We live in an age of political turmoil, which bodes quite badly for the global economy. While looking to invest in stocks or cryptocurrencies that will guarantee them overnight success, a lot of people tend to forget about an option that eventually always yields a positive return. We are, of course, talking about the oldest investment in the world – buying gold. Unlike with companies whose stocks you buy, the price of gold and the performance of the gold market is something that goes millennia back, which makes all the analytic efforts much more reliable. With this in mind and without further ado, 2018 might be the year for you to buy gold. Here are several reasons why.
1. Diversifying your portfolio
Even when you completely leave the price of gold out of the equation, diversifying your portfolio is a reason enough for you to invest in it. You see, different currencies and stocks are all affected by same or similar factors, whereas the price of gold has its own course that is determined by different features. While these other assets need at least some degree of market volatility, the price of gold jumps when the market is as stable as possible. For this reason, by investing in stocks, currencies as well as gold, you may ensure that at least one of your investments is constantly creating returns. Needless to say, this is not only an efficient way to boost your funds but also to preserve your assets in moments of crisis.
2. The price of gold increases with inflation
In the past few years, a hypothesis that the inflation is somehow bad for gold came into existence and became widely accepted as a common knowledge. The problem with this particular idea is the fact that it is actually completely the opposite of the truth. If anything, the price of gold increases with the money supply, even though most present-day currencies no longer abide by the gold standard. This is one more strong reason for you to buy gold, seeing as how inflation is on the steady rise in most of the world, the U.S. not being the exception. Ironically, inflation, which is commonly considered as one of the worst side-effects of a growing economy, is one of the strongest pro-arguments for you to buy gold.

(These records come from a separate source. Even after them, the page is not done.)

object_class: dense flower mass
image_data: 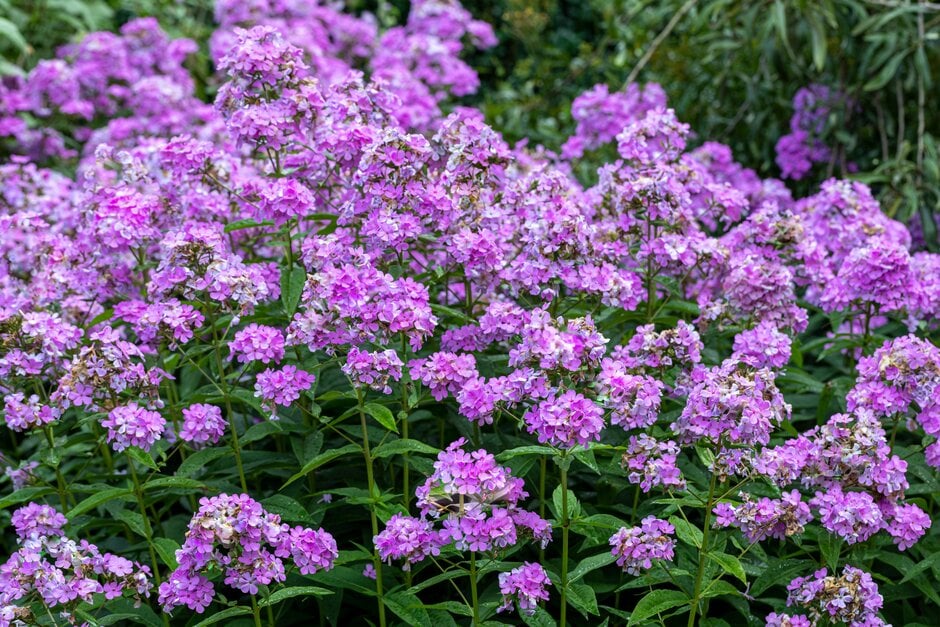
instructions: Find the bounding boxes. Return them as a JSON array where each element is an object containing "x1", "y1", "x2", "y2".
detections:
[
  {"x1": 784, "y1": 566, "x2": 885, "y2": 627},
  {"x1": 0, "y1": 503, "x2": 152, "y2": 625},
  {"x1": 160, "y1": 494, "x2": 339, "y2": 613},
  {"x1": 0, "y1": 0, "x2": 940, "y2": 627},
  {"x1": 610, "y1": 516, "x2": 676, "y2": 575},
  {"x1": 496, "y1": 562, "x2": 551, "y2": 616}
]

3. A dip is a time to invest
Unlike with some other assets, a dip in the overall value of precious metals is not necessarily a bad thing for those willing to invest. Unlike with cryptocurrencies that are a relatively new phenomenon, investing in gold is a trend that holds for as long as there is human civilization. In fact, a dip in price is the perfect time to invest because an eventual rise in price is inevitable.
With every turmoil, the price of gold and silver goes down but as soon as the economy starts stabilizing (which it always, eventually, does), the price starts rising. In other words, this may seem like the best time to buy gold. A lot of people are investing in cryptocurrencies nowadays, yet, it is always wise to keep at least 20% of your investments in precious metals. For this reason alone, more and more precious metal dealers accept Bitcoin as a method of payment.
4. The fear factor
Another thing that raises the value of gold is the so-called “fear factor”, which isn’t nearly as unpredictable or unreliable as it may seem. Just a few years in the past, there was a major market turmoil regarding Brexit, then again with the Trump victory in the 2016 election; however, things now seem to be even more interesting and not in a positive way. For instance, at this very moment, the fear of a looming trade war between the U.S. and China seems to be in effect. Needless to say, a trade war between world’s two largest economies might become something that affects the entire globe.
5. It should have fallen in 2017
Even though gold should have made a massive dip in 2017, it actually managed to build a base instead, which is a simply remarkable feat, especially as it happened against all odds. The interest rates in the U.S. rose, the value of real estate started rising, Bitcoin disrupted the global market and all the stocks soared. Apart from all that, gold managed to climb by 12.1% which is simply baffling. Nevertheless, this was a steady rise and the massive surge that eventually follows is still expected. As for when it will come, there is really no way of knowing with certainty.
At the end of the day, the advantage of a precious metal investment over an investment of any other kind is a quite straightforward one; it is always a win-win scenario. The lower price means a greater investment opportunity that is bound to bounce back. For this reason alone, the only scenario in which you stand to lose is by selling in the moment of crisis, which is why you should still keep your gold investment below 20%. Apart from that, there is also a factor that a bullion is an asset you can actually, physically get your hands on and keep it in a safe or display in your home.